The result has been two beautiful daughters Olivia and Madeline) who are both FSHD free. When Ben (5 years younger than Rodney) and his wife Emily wanted to start their family they were very aware after following Rodney and Anita’s journey, and the fact that Emily is a Neonatal Intensive Care Nurse, that genetic selection was the only course for them also. Once again the family followed and supported them on this emotional and financially taxing journey, but the joy of them now having two beautiful sons (Connor 7 and Zack 5) free of FSHD makes it all worthwhile.

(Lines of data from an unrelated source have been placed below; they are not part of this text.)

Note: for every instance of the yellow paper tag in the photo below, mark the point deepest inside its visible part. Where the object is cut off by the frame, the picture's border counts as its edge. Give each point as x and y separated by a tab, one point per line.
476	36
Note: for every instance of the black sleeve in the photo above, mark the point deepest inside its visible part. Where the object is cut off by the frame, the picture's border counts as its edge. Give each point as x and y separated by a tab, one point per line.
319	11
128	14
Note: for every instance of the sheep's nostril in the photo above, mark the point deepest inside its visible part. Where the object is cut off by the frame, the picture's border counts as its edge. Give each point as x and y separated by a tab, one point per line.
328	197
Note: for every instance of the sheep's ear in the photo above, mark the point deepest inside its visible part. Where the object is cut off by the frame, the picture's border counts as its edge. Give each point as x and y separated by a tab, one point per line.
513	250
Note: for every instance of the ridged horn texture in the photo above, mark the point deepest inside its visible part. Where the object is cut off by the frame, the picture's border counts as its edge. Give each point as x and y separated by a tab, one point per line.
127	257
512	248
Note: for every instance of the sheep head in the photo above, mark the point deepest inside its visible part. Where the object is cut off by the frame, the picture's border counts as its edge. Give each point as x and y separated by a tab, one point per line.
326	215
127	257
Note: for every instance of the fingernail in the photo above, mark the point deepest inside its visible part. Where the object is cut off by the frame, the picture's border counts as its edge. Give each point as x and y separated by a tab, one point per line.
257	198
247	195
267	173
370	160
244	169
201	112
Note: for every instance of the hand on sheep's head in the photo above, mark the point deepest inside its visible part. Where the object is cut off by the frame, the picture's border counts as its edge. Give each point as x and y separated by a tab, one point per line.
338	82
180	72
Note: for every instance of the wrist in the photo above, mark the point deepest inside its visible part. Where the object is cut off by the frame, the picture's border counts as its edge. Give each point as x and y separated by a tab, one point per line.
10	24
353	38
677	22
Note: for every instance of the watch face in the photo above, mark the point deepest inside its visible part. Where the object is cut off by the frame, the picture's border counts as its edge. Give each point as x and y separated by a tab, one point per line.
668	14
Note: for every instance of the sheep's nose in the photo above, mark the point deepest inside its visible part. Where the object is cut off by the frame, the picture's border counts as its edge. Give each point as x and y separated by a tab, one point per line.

They have both donated affected embryos for research, which has eased some of the heartache that they have gone through. It meant so much to Dad to know that finally his family, who he had devoted his life to, was now free of this dreadful disease. It was a burden that weighed heavily on him when he understood that he had passed this disease on to his daughters and thus his grandsons; it has been a heartbreaking journey for us all, but also one to be grateful for. It is wonderful to see Olivia, Madeline, Connor and Zack thriving and I am so grateful to the wonderful science that enabled them to be free of FSHD.

I have since recalled that one of my cousins has FSHD therefore his mother, would have had been affect, confirming that 3 of the Dad’s siblings were affected.
They emigrated from the UK in the 1920s and on a visit to England in 1974 Dad met his cousin and to their surprise they both had this unexplained complaint.
It was not until many years later that we found out about FSHD. FSHD is so prevalent within my family and it would be interesting to know how many other families have such prevalence.

I continue to pray for a treatment for my sister and son and all people affected by this disease.